Implication for v1. Build the HTML/web-page path first. Define the bundle and citation schema so a future kind: "paper" extension is additive, not a rewrite. Specifically: leave room for an identifiers: { doi?, arxivId?, isbn?, ssrnId? } field and an attached binary slot in the bundle (e.g. source.pdf). Don’t try to handle PDFs in v1 — but don’t paint into a corner either.
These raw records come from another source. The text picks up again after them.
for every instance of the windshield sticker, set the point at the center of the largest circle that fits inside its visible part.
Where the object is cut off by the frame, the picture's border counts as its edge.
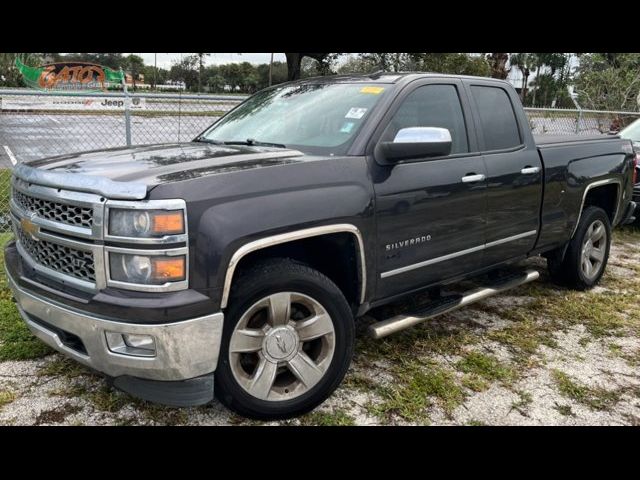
(356, 113)
(347, 127)
(372, 90)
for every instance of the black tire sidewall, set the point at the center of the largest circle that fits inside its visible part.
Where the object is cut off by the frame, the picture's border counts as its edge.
(259, 283)
(574, 253)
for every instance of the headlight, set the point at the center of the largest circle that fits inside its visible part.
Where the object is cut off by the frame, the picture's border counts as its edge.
(147, 269)
(145, 223)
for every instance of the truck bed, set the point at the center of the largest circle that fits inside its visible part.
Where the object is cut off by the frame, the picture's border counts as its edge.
(547, 140)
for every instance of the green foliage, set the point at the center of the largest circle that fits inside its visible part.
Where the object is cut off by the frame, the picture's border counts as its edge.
(609, 81)
(452, 63)
(135, 66)
(9, 75)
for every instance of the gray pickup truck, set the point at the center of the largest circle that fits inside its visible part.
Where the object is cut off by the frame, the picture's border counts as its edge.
(236, 263)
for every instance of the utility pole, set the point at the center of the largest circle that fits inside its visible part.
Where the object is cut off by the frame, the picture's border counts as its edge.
(271, 69)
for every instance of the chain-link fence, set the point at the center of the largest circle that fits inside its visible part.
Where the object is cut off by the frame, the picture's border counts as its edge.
(557, 121)
(35, 124)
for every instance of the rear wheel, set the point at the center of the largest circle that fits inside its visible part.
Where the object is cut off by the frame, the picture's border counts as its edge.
(586, 257)
(287, 342)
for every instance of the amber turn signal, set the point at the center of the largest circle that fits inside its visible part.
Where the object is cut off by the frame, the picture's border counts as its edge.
(169, 269)
(168, 223)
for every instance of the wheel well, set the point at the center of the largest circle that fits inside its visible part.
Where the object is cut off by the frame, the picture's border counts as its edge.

Tradeoffs and open questions

  • Folder vs. file in Obsidian. 68 sub-folders is more visual noise than 68 files. Probably fine if Citations/ is a leaf you rarely browse, but worth confirming.
  • Index file source-of-truth ambiguity. Convention has to be: frontmatter is authoritative, the index is a cache. Add a pnpm (or Obsidian command) “rebuild index” path so corruption is recoverable.
  • HTML snapshot size. ~50KB–2MB per page. 1k citations = 0.1–2 GB. Probably fine on disk, possibly painful for Obsidian’s indexer. Could store outside the vault entirely (e.g. ~/code/lossless-monorepo/citation-archive/) and reference by path.
  • Auto-update on rot resolution. Strong-match auto-update is tempting but corrupts silently when wrong. Hard rule: weak/medium matches go to a review queue.
  • Where does this live? Probably as additional commands in cite-wide rather than a new plugin. Metafetch stays single-page-OG; cite-wide owns the canonical-source domain.
  • Jina cost on existing corpus. If we backfill content.md for the 68 existing citations, that’s 68 Reader calls — trivial. At portfolio-crawler scale (hundreds-thousands per company × N companies) the cost shape is very different.

Open questions to answer before building

  1. Folder-per-citation vs. richer single-file citation: does the noise in Citations/ actually bother you, or is it fine?
  2. Lazy migration vs. one-shot backfill of existing 68: which feels right?
  3. Where should HTML snapshots live — in-vault or outside?
  4. Should the link-rot resolver run on a schedule (e.g. weekly) or only on demand from a review pane?
  5. Does the filesUsedIn tracking handle file renames in the vault correctly today, or is that already drifting?